Par François Jarraud
Promis : ce n’est pas en rapport avec les débats actuels sur l’Ecole, nous a affirmé Yann Diraison, directeur général des relations humaines au Secrétariat général de l’enseignement catholique (SGEC). N’empêche, l’autonomie des établissements est un des sujets en débat actuellement et l’enseignement catholique publie un ouvrage qui en pousse la logique. Simple coïncidence pour un service d’éducation qui multiplie les innovations de gestion ?
« C’est l’aboutissement de deux ans de travail« , nous explique Yann Diraison. L’ouvrage « L’établissement associé : l’autonomie au service de l’intérêt général » que publie le SGEC est un véritable guide juridique destiné aux chefs d’établissement du privé sous contrat. En 7 chapitres, il aborde les différents points relatifs au contrat passé entre l’Etat et les établissements catholiques : les obligations du contrat, la nomination des maîtres, le droit disciplinaire applicable aux maîtres, la scolarité et l’orientation des élèves, la passation et résiliation du contrat, les relations informatisées entre l’Etat et les établissements et le financement des établissements.
Mais, voilà, l’ouvrage n’est pas qu’un guide juridique. « On est remonté aux textes fondateurs », explique Y. Diraison. « Mais on a aussi relever les contradictions entre les textes et donné notre interprétation » avec l’optique de « montrer que le contrat laisse des espaces de liberté aux établissements ». L’ouvrage fait donc une lecture qui invite les chefs d’établissement à user de leur marge d’autonomie. » Yann Diraison en donne des exemples. Si un texte de 1960 demande au chef d’établissement de faire valider l’organisation de l’établissement et les emplois du temps, la loi Censi de 2005 donne au chef d’établissement le droit de faire les emplois du temps. Par conséquent, pour Y Diraison, celui-ci peut organiser l’année et la semaine à sa guise pour peu qu’il respecte les volumes annuels des différentes disciplines. « On veut que les chefs d’établissement se posent la question de travailler autrement et sachent qu’ils peuvent oser le faire. On n’est pas porteur de dérégulation », poursuit-il, « mais le système éducatif s’asphyxie progressivement à appliquer uniformément des règles qui ne sont pas forcément adaptées à la situation de l’établissement. Il faut laisser les établissements respirer ». Certains établissements catholiques n’ont pas attendu cet ouvrage pour prendre les devants et inventer de nouveaux temps scolaires.
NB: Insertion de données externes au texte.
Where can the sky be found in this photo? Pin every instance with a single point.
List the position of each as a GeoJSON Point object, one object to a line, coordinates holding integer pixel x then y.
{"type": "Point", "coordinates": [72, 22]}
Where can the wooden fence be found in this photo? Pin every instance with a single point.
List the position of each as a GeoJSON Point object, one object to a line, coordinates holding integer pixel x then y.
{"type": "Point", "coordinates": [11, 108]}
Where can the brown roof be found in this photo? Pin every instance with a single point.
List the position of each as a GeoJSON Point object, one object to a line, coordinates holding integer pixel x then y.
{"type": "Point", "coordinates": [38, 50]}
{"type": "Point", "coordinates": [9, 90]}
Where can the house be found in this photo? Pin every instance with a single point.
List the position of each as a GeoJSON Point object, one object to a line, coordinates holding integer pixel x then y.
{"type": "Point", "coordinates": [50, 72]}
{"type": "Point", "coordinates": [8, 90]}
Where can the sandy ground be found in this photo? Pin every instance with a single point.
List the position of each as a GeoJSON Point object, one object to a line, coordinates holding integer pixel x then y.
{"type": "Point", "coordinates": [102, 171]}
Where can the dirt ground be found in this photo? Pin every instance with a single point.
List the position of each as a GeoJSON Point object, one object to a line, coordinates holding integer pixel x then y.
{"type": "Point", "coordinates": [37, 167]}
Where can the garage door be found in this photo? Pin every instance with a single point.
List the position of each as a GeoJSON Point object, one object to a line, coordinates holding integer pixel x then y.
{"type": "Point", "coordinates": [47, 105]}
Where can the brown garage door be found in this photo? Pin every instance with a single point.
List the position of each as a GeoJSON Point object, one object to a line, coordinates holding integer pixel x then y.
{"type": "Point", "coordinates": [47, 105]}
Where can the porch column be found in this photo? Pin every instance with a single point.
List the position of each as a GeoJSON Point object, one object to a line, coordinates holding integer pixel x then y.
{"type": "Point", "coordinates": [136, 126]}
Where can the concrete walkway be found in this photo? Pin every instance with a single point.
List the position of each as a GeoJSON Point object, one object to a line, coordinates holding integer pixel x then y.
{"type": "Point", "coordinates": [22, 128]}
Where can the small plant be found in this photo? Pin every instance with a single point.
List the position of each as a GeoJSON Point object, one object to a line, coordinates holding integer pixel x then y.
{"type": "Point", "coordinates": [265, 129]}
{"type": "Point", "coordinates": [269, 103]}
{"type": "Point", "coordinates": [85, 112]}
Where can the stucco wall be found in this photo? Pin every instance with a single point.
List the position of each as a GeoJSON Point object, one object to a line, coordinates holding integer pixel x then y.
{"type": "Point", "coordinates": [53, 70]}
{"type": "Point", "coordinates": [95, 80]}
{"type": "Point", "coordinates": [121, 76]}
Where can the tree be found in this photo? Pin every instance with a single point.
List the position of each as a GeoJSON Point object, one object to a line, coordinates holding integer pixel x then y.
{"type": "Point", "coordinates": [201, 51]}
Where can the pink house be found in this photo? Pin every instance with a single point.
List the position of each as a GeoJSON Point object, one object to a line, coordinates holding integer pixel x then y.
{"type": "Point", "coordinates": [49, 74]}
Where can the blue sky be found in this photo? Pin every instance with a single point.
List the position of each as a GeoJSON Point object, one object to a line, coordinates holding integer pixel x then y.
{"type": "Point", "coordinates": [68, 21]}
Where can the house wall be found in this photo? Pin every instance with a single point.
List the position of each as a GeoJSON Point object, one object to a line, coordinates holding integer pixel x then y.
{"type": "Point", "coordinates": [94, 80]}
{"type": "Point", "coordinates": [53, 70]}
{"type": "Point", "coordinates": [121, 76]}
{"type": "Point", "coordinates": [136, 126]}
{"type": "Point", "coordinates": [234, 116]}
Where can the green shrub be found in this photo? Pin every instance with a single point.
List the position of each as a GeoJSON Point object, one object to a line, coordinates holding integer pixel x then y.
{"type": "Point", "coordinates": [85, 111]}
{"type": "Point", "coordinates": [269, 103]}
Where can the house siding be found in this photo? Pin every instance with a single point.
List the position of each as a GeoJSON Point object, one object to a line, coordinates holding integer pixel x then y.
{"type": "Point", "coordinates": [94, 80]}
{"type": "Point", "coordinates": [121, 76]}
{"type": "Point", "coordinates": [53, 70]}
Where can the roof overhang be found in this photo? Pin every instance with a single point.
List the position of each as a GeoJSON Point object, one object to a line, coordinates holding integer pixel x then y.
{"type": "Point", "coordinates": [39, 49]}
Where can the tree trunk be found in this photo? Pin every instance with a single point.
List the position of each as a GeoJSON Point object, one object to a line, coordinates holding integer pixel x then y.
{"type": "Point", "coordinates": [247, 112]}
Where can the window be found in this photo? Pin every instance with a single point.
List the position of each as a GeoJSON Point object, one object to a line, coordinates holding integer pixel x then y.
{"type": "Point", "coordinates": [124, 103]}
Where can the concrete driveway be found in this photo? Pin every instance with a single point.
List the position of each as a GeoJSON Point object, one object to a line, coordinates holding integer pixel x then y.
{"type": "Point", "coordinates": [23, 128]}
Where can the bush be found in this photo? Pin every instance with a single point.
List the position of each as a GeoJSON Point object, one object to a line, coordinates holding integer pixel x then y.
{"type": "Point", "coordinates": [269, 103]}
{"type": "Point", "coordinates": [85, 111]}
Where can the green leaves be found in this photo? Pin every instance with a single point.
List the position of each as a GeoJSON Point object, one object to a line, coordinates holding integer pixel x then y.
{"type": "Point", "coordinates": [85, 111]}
Cette propension à l’autonomie inquiète les syndicats. « Le secrétaire général sait très précisément ce que nous pensons de cet ouvrage », explique Bruno Lamour, secrétaire général de la Fep Cfdt, premier syndicat du privé. « C’est une source potentielle de conflit car il mélange réglementation et interprétation ». La Fep relève que le SGEC tranche toujours au bénéfice des chefs d’établissement. Par exemple sur l’interprétation des circulaires pour la nomination dans un établissement privé. Pour Luc Viehe, secrétaire général du Spelc, un autre syndicat du privé, « l’autonomie des établissements est présentée comme une panacée. Elle permettrait, si elle était accordée par l’Etat, d’adapter dans une certaine mesure le service des enseignants en fonction des décisions du chef d’établissement… Cela nous fait craindre une précarisation de leur situation ».
Yann Diraison nie toute arrière-pensée en ce domaine et souligne que le Sgec prêche la consultation auprès des chefs d’établissement. Il rappelle que le livre a été décidé il y a deux ans dans un contexte différent. Mais les chefs d’établissement sont-ils tous à même de différencier leur capacité à annualiser les enseignements du droit d’annualiser les services à un moment où cela arrangerait bien l’institution ? Ce n’est pas sûr. Pour Yann Diraison, des évolutions sont souhaitables. « Les établissements ne devraient pas être évalués que sur leur respect des programmes et des horaires mais sur ce qu’il ont fait des élèves qui leurs sont confiés ». L’ouvrage est déjà en cours de réédition.
François Jarraud
L’établissement associé : l’autonomie au service de l’intérêt général, SGEC 2011.